Official statistics need a culture change - The Centre for Independent Studies

Official statistics need a culture change

Financial difficulties and concerns about its ageing technology highlight the need to re-think the role of the Australian Bureau of Statistics. There is scope for much greater private sector involvement in the collection and dissemination of both official and unofficial statistics.

The ABS is well regarded internationally for the quality and integrity of its data, although there have been occasions when key users such as the Reserve Bank of Australia have disputed the accuracy of some important indicators and have been vindicated.

The ABS is not as well regarded for the user-friendliness and accessibility of its data. It's hardly alone among statistical agencies in this regard, but there is no reason why a focus on the collection of data should detract from the equally important task of data dissemination.

A good example of what can be achieved in terms of accessibility and user-friendliness are the comprehensive economic and financial databases, associated apps and software maintained by the Federal Reserve Bank of St. Louis in the United States, known as Federal Reserve Economic Data or FRED.

The distinctive charts generated by the FRED web interface have become ubiquitous in presentations, media and other contexts — a testimony to their accessibility.

The FRED database also seamlessly integrates with popular statistical software packages. There is no reason why ABS data should not do the same.

One of the remarkable things about FRED and the associated software is that they are maintained by only half-a-dozen full-time St. Louis Fed employees working in a culture that is said to be more like that of a start-up web business than a branch of a central bank. The St. Louis Fed has shown what should be possible even with limited resources.

The Quandl search engine for numerical data is another example of what can be done to make data more accessible and useable.

Australia, along with New Zealand, is one of the few countries in the world to release its consumer price index at a quarterly rather than a monthly frequency. Even New Zealand manages to produce a monthly food price index, an important component of the CPI.

The ABS has argued that the extra $15 million a year it would cost to collect the CPI at a monthly frequency outweighs the potential user benefits, an assessment the Reserve Bank of Australia would certainly question.

The quarterly CPI introduces a backward-looking bias into monetary policy decision-making, with changes in official interest rates most likely to occur at the RBA board meeting immediately following the CPI release.

By contrast, the Melbourne Institute has been able to produce a monthly inflation gauge with a low tracking error to the official CPI at relatively low cost. Google’s ‘billion prices’ project suggests that private real-time measures of consumer price inflation may not be far off.
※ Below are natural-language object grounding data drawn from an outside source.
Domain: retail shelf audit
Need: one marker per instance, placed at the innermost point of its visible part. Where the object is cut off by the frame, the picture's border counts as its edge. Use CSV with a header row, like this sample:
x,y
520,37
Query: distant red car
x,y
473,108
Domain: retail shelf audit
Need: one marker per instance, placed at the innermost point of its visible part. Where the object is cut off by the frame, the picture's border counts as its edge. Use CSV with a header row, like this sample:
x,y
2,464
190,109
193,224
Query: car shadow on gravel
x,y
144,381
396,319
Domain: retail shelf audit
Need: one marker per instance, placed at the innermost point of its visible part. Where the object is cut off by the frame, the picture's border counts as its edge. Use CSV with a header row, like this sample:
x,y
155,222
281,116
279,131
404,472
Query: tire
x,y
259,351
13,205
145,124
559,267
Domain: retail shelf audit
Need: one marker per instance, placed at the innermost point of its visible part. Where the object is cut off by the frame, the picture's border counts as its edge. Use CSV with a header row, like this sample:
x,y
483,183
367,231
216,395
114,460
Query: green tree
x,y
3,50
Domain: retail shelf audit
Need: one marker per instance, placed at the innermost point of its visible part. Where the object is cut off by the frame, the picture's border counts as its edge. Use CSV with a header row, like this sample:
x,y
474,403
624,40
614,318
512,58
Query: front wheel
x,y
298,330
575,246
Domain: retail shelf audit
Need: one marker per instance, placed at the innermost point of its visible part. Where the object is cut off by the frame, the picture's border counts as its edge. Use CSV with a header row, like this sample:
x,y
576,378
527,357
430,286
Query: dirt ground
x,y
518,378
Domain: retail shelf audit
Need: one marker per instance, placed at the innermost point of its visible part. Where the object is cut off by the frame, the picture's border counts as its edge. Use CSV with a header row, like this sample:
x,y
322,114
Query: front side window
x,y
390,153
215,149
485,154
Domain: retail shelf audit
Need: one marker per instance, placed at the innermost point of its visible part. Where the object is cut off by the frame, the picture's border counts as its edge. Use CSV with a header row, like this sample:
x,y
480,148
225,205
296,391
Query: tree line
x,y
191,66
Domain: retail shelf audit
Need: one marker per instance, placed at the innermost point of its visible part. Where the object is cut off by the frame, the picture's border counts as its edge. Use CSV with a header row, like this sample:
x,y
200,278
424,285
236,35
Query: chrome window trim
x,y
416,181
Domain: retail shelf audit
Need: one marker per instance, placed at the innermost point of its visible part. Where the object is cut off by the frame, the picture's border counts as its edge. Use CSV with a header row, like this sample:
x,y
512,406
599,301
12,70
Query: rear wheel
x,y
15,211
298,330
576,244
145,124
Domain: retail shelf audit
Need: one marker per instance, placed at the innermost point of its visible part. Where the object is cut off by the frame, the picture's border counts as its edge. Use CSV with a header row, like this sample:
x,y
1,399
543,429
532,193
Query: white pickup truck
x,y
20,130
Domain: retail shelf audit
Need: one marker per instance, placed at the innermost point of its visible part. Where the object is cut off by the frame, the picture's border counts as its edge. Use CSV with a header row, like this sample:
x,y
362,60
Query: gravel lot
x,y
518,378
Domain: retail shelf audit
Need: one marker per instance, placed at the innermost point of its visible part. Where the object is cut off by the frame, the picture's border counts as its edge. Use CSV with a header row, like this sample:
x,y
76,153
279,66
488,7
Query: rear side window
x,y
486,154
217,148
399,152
Savings could potentially be made by reducing the frequency of the monthly ABS labour force survey to a quarterly release. The labour force data are good for generating media headlines, but they are a noisy and unreliable set of figures at a monthly frequency. Australia previously released its labour market data at a quarterly frequency until the current monthly series began in 1978.

The combination of a monthly labour force release coupled with a quarterly CPI may even distort the debate over economic policy by increasing the frequency of media and financial market attention on the labour market relative to inflation outcomes.

Few people mourned the demise of the ABS’s volatile and revision-prone monthly current account release in 1997. By allowing the monthly trade balance to be reported independently of the net income balance, the move to a quarterly release for the current account probably improved the accuracy of public perceptions of Australia’s trade position.

Widespread dissatisfaction with ABS data on house prices led RP Data-Rismark to develop a superior set of measures that have improved our understanding of the housing market. These measures have increased the scope for housing to become an investable asset class on the part of institutional investors and may eventually lead to the development of fully-fledged derivatives markets that can be used to hedge housing market exposures.

There is considerable scope for the private sector and other official agencies to improve on the work of the ABS by making greater use of so-called ‘big data.’ For its part, the ABS should not expend resources collecting data the private sector has a strong incentive to produce and disseminate.

There is scope for greater private sector involvement in the generation and dissemination of official statistics as well. To fully realise this potential will require a significant change in the organisational culture of official statistical agencies like the ABS.

Dr Stephen Kirchner is a research fellow at The Centre for Independent Studies.